Pandemi nedeniyle tüm dünyada ilaç talebi artarken 6 kıtada 154 ülkeye ilaç satan Türkiye’nin bu alandaki ihracatı yüzde 27,4 yükseldi.
Fevzi Gandur Logistics İş Geliştirme ve Özel Projeler Direktörü Ralph Hemmerling, pandemi sürecinde talebin arttığı ilaç sektöründeki dış ticaret taşımacılığı hakkında değerlendirmede bulundu.
“TÜRKİYE İLAÇ VE MEDİKAL PAZARINDA DÜNYADA 14’ÜNCÜ SIRADA”
İlaç ihracatına ilişkin TÜİK verilerini aktaran Hemmerling, “Ocak-Ağustos döneminde Türkiye’nin ilaç ihracatı geçen yılın aynı aylarına göre yüzde 27,4’lük artışla 617 milyon dolara çıktı. Bu dönemde 6 kıtada 154 ülkeye ilaç satan sektörün ithalatı ise yüzde 7 azalarak 1,6 milyar dolar seviyesine geriledi.” bilgilerini paylaştı.

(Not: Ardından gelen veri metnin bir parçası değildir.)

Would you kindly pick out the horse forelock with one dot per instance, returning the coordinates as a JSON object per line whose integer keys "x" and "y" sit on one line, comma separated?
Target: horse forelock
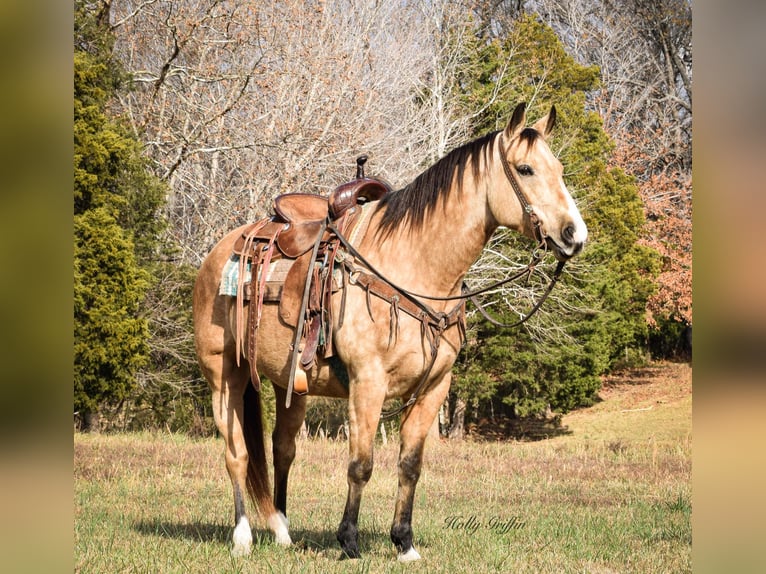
{"x": 409, "y": 206}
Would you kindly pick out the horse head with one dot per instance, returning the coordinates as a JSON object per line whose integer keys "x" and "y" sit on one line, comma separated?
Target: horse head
{"x": 534, "y": 200}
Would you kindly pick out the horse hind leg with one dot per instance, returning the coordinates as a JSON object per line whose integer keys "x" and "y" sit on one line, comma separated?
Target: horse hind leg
{"x": 237, "y": 412}
{"x": 365, "y": 404}
{"x": 414, "y": 430}
{"x": 288, "y": 423}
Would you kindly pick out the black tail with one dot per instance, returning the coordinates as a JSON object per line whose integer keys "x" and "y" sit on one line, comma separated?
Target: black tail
{"x": 258, "y": 486}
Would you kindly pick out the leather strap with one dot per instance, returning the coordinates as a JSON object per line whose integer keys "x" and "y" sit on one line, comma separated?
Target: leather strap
{"x": 296, "y": 351}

Hemmerling, ilaç pazarında küresel çapta 14’üncü sırada yer alan Türkiye’nin, 2023 yılında sağlıkta dünyanın en büyük 10 ekonomisinden biri olmayı hedeflediğini hatırlattı.
İLAÇ LOJİSTİĞİ HASSASİYET İSTER, YOKSA HASTA EDER
Uzmanlık alanlarından birinin de farma lojistiği olduğunu dile getiren Hemmerling, ilaçların taşınma ve depolama aşamasının diğer tüm ürünlerin lojistiğinden farklı ele alındığını belirtti.
Hemmerling, gerekli koşullara dikkat edilmeden taşınan ilaçların bozulup bozulmadığının dışarıdan bakılınca fark edilemediğini ancak hastalar kullandığında anlaşılabildiğini vurguladı.
Bozuk ilaçların ise hastalarda ciddi sağlık sorunlarına yol açabildiğine dikkati çeken Hemmerling, “Bu da ilaç lojistiğinin ne kadar önemli olduğunu gösteriyor. Doğru lojistik partneri seçimi, ilaç üreticilerinin insan sağlığı üzerindeki sorumluluğunu yerine getirebilmesini de kolaylaştıracaktır.” diye konuştu.
FABRİKADAN ECZANEYE, HASTANEYE KADAR ÖZEN GEREKTİRİR
Ralph Hemmerling, ilaçların nem, sıcaklık, ışık ve sarsılma gibi birçok faktöre karşı korunması gerektiğini, bu hassas çalışmaların üretimden dağıtım noktalarına, eczanelere ve hastanelere kadar özenle sürdüğünü de sözlerine ekledi.